Ковёр «ёлочкой» продолжался в покоях, но из кремового и тёмно-синего узора перешёл в оттенки аквамарина и слоновой кости и мягко ощущался под моими ногами, хоть и не имел ворса. В отличие от богатого красного дерева по всему особняку, деревянная отделка здесь была глянцево-белой, а обстановка — прибрежной и непринуждённой, с окнами от пола до потолка практически в каждой стене. Оставшееся между ними пространство было покрыто светлыми мерцающими обоями, которые, преломляя свет, казались почти хрустальными. При ближайшем рассмотрении я поняла —
Я заставила себя резво прошагать через прихожую апартаментов, мимо стола со стоящей на нём объёмной вазой голубых и кремовых роз, к спальне, где обитая бархатом кровать стояла лицом к богато украшенному камину, а за ней располагалась дверь в ванную с роскошными мраморными фресками на стенах душевой и над глубокой джакузи. За ванной комнатой находился спа — сауна с горячими камнями, водопад, стекающий по сверкающей серебристой стене, и два массажных стола. Я не могла вообразить себе роскошь пригласить к себе домой массажиста. Я поспешно шагнула в эту умопомрачительную ванную, обыскивая каждый ящик, каждую поверхность. (Ну то есть, серьёзно, женщина либо стащила мой мусор, либо умыкнула мои волосы ради ответов. Я могла сделать то же самое.) К моему изумлению, я не нашла ни единой расчёски или гребня. Как это вообще возможно? Женщина должна была расчёсывать волосы. Но нет: ни единой прядки локонов с генами. Чувствуя себя чрезвычайно глупо, но поддаваясь одержимому желанию узнать, я ползала по полу, ища забытые обрезки ногтей или случайные волоски, забившиеся в неприбранный угол. Но апартаменты явно дотошно вымыли и убрали все следы генетического материала. Ну то есть, серьёзно… ни одной расчёски? Даже зубной щётки нет? Мусорная корзина пустовала, в чём я к этому моменту уже не сомневалась. Далее я пошла к сливному отверстию в душе. Безупречно чистое, источающее лёгкий запах отбеливателя. Я осмотрела массажный стол, одеяла, но и там тоже ничего не нашла.
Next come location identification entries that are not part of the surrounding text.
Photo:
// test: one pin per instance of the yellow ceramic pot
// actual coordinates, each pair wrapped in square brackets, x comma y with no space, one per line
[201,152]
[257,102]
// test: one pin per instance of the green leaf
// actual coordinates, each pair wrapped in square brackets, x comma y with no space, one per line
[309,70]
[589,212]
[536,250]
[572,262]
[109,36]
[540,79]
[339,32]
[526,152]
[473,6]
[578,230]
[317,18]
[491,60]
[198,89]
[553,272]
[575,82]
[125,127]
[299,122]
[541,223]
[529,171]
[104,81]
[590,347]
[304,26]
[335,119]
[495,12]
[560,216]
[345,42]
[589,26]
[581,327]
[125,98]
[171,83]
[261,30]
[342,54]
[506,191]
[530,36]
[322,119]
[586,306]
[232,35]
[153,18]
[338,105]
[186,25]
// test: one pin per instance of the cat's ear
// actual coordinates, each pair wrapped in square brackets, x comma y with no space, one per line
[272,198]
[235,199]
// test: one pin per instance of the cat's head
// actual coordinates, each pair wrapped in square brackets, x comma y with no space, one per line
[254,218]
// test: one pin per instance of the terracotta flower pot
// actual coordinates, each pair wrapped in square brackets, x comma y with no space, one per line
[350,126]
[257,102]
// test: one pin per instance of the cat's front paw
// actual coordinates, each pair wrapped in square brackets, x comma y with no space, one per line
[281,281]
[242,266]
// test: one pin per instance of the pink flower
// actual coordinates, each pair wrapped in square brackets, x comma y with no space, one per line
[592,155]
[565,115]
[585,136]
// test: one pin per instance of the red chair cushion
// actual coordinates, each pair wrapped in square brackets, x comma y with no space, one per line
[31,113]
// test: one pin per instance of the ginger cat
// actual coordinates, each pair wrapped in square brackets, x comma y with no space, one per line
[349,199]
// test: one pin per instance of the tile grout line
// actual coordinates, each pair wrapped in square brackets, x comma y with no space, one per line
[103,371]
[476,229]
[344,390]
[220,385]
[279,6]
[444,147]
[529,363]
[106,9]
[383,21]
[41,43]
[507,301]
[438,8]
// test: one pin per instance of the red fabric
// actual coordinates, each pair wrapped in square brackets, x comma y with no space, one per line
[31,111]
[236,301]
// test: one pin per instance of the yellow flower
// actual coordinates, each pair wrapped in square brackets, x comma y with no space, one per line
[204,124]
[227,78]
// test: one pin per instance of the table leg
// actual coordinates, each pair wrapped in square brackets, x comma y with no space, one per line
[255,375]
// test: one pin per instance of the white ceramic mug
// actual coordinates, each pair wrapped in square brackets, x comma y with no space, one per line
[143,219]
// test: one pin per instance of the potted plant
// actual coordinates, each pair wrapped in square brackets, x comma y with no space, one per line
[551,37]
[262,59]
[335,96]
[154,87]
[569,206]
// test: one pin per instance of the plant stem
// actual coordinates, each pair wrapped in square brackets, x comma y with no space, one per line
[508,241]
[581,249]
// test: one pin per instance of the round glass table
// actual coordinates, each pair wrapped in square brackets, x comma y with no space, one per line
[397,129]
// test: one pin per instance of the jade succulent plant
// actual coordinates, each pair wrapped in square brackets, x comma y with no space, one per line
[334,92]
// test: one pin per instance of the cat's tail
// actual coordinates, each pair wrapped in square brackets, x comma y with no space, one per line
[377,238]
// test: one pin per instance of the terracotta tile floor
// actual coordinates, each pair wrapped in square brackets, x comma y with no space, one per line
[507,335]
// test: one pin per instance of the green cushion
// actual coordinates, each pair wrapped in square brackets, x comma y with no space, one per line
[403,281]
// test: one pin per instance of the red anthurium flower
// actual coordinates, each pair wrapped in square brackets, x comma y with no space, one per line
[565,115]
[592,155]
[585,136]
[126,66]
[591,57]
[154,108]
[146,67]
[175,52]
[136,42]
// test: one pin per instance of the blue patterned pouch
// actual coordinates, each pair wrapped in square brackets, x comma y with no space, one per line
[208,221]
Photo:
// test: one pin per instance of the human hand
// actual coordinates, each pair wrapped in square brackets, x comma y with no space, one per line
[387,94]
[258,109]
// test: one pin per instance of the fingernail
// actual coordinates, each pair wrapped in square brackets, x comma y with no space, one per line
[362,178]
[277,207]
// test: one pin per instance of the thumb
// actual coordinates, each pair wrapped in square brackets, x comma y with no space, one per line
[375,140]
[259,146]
Зная, что меня ждёт разочарование, я перетрясла её подушки, стащила простыни. Ни единого следа чего-либо.
Также ни одного телевизора, никакой техники в её покоях. И никакого кабинета.
Гардероб был размером с мою северную спальню, с опаловым ковром, обоями цвета морской волны, сделанными на заказ ящиками, полками и стеклянными шкафчиками всюду; на потолке с поперечными балками висело четыре миниатюрные хрустальные люстры. Должно быть, гардероб недавно освободили от одежды Джунипер, поскольку использовался лишь небольшой его уголок. На острове-комоде лежал конверт, на котором было написано моё имя. Я поспешила к нему и достала краткую записку от Леннокс, в которой говорилось: «Добро пожаловать, мисс Грей! Я предположила, что вы носите размер S, но после нескольких месяцев на нашей еде М может подойти лучше, так что у вас все вещи в двух размерах. Наслаждайтесь! Всё, что вы видите — ваше».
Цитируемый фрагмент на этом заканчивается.